It is known that a reaction product of at least the forming amine can consist of the same amine 1.25 moles of an alkenylsuccinic anhydride with which is used for the preparation of the amic acid a primary amine as an additive to lubricating oils, or it can be made from a different amine use. It is a succinimide, 35 consist. If the salt forming amine is the same which contains more than one carboxyl group and is not amine which is involved in the formation of the amic acid The salt can thereby be produced around an amic acid such as is used in accordance with the invention A turn has come. be that 2 moles of amine with 1 mole of acid

It is also known to heat a reaction product of anhydride at temperatures at which none substituted succinic anhydride and a 40% water is developed.

add tertiary amine mineral oils. It is about the formation of the amic acids and their

This is a product that has no salt, amide or salts usable amines are the primary alipha-imide represents. It is further the addition of a large table amine with about 4 to 30 carbon atoms each Number of different amides or imides molecule. These are the monoamines with a single one from hydrocarbon-substituted anhydrides to 45 open chain hydrocarbon groups attached to a Mineral oils described. This amide or imide nitrogen atom is bonded. The aliphatic radical however, have a different structure than that of the invention can be saturated or unsaturated and branched according to the additives to be used. It is to be closed or normal chain. Similarly, you can borrowed known, reaction products of certain mixtures of these amines as well as pure amines for Amino alcohols and organic monocarboxylic acids 50 apply.

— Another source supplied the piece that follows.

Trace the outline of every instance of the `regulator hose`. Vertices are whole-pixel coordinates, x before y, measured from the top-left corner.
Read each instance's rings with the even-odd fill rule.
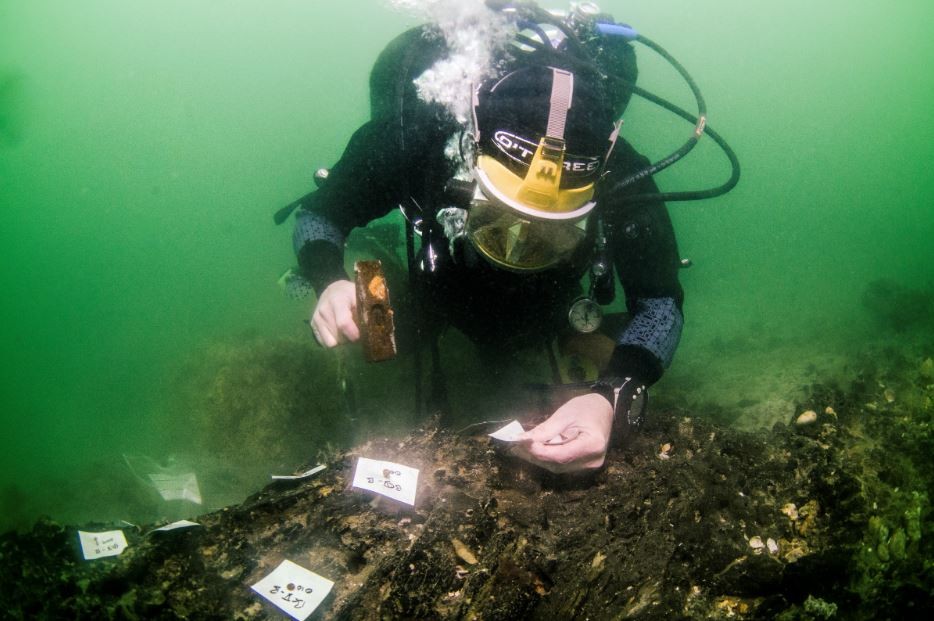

to be used as an additive for mineral lubricating oils. A very usable and readily available one

All the known additives do not have the standing class of primary amines are the primary amines Properties which distinguish the tertiary-alkyl monoamines, in which a primary Amic acids to be used according to the invention from amino (- NH ^ group to a tertiary carbon sign. 55 atom is bonded, and mixtures thereof. These

It is also known that oil-soluble acyclic secondary amines all contain the end group Aminoalkylenamides to a certain structure

Add light petrol to reduce the build-up of CH ₃

To prevent deposits on carburetor parts.

These acyclic secondary aminoalkyleneamines 60 ρ

possess a structure entirely different from that of the
according to the invention to be used amic acids is different. ³

The addition of certain monoamides of succinic acid to motor gasoline to prevent ice formation on the carburetor. Examples of amine reagents are: primary tertiary dividing and thereby suspending or stopping butylamine, primary tert-hexylamine, n-hexylamine, of the engine during the warm-up period, n-octylamine, n-octenylamine, primary tert-octylist Subject of the German patent 1 086 942. The amine, 2-ethylhexylamine, primary tert-decylamine,

5 6

n-decylamine, primary tert-dodecylamine, n-undecyl- trate ions are used as others to be effective amine, dodecenylamine, dodecadienylamine, tetra- be. In most cases where desired decylamine, primary tert-tetradecylamine, primary will get all three beneficial properties, tert-octadecylamine, hexadecylamine, octadecenyl- namely the inhibition of sediment formation, the amine, octadecadienylamine, primary tert-eicosylamine, 5 reduction of the clogging of the sieve and the Verinn-eicosylamine, primary tert-tetracosylamine, penta-modification of the roasting of ferrous metal surfaces cosylamine and primary tert-triacontylamine. Additive concentrations between about 2.85 and The amine reagents can be used on different 57 g per hectolitre of oil. However, it cannot Way to be produced by known methods. always be desired, all three of the above mentioned results Process to realize the primary io nisse. In such cases where you can only Tertiary alkylamines are in the Journal of Organic Chemistry, one or two results you may wish to receive Vol. 20, pp. 295fF. (1955). Mixtures of lower concentrations can be used. If it such amines can be obtained from a polyolefin fraction e.g. B. is desired, only the rusting under dynamic (z. B. polypropylene and polybutylene cuts) there- conditions such. B. in a pipeline to verdurch It has been found that they are so low in acidity and water to the appropriate alcohol concentrations such as 5 parts per million, i.e. H. about 0.3 g hydrated, the alcohol with dry chlorinated water additive is effective per hectolitre of oil. Hence the converts substance into allyl chloride and finally the amount of amic acid or amine salt of amic acid, Chloride condensed with ammonia under pressure to which the distillate fuel is added to a a mixture of tertiary alkyl primary amines to achieve beneficial results, in general produce. between about 0.3 and 57 g per hectolitre of oil. Preferred as fuel oils are hydrocarbon fractions, this amount is about 3 to 57 g per hectolitre nen that have an initial boiling point of at least about oil.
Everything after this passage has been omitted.